La pause déjeuner est bienvenue, car la température continue de grimper, et nous nous liquéfions vraiment à force de marcher. Nous retournons au restaurant « le Verdoyant », où de gros ventilateurs extérieurs nous permettent de reprendre quelques forces, comme les bons plats que nous dégustons.
Et Vanessa et Tristan craquent même pour des coupes de glace maison. Une folie (un peu chères) mais trooooop bonnes, tout comme le café final.

Comme nous avons quasiment bouclé notre programme dans la mâtinée, nous prenons tout notre temps pour manger. Nous en profitons également pour appeler la coopérative de femmes tisseuses où nous comptons nous rendre demain après notre visite à Boromo puisque nous aurons un véhicule, ceci afin de nous assurer que la boutique sera ouverte. Nous espérons y trouver des beaux tissus, notamment des écharpes, et des nappes brodées.

Puis tranquillement, nous reprenons la route du logement, assommés par la chaleur. Nous devons nous poser pour préparer la journée de demain, capitale, et faire un point précis sur le budget. De plus, Salif doit accomplir des démarches administratives pour un ami habitant Bobo Dioulasso.

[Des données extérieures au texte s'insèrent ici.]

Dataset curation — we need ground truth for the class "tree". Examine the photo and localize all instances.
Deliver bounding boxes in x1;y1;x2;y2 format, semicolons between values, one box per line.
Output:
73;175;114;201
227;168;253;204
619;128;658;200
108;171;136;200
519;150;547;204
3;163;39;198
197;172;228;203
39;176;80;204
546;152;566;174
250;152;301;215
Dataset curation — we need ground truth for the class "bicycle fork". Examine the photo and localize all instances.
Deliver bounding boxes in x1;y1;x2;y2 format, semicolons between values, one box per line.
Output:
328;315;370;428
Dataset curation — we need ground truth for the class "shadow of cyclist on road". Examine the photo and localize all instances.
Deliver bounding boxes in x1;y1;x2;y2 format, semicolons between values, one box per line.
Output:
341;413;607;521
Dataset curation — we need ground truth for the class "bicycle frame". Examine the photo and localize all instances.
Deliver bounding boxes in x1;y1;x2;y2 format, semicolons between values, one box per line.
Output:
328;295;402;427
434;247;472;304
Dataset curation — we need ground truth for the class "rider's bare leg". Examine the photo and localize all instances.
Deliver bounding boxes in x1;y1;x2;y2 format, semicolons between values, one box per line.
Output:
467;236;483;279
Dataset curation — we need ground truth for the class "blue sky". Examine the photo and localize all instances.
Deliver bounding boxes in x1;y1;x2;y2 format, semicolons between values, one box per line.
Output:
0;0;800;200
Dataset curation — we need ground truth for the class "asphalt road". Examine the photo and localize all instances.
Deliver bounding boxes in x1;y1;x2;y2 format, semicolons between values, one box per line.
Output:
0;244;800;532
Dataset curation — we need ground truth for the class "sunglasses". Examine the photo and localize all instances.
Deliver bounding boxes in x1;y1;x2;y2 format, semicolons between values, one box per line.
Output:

C’est là qu’Hamadou, un ami de Salif, qui nous a servi de guide il y a deux ans lorsque Salif est parti travailler en Allemagne, est rapidement venu nous saluer.

Nous avons ensuite fait le bilan de la journée, mis à jour nos listes des « choses à faire » et surtout fait un point financier, qui fut le bienvenu car les quelques dépenses prévues aujourd’hui seront sans doute les seules que nous pourrons faire, car le budget qui nous reste est attribué à des lignes budgétaires fixes : déplacements, achat des fournitures scolaires, achat d’artisanat, …

Puis, l’heure du repas arrivée, nous avons partagé notre repas avec près d’une dizaine de convives, des amis ou clients d’Alain pour la plupart, un bon partagé, certains étant des baroudeurs, d’autres des expatriés.

Nous retrouvons Salif et son ami chauffeur demain matin vers 7h00, pour aller à Boromo, à 2h30 de route de Ouaga. Il nous faut absolument y être pour 10h, histoire d’avoir deux heures pour discuter de notre projet avec l’équipe de la voûte nubienne présente sur place, car ceux-ci ne sont plus disponibles à partir de midi.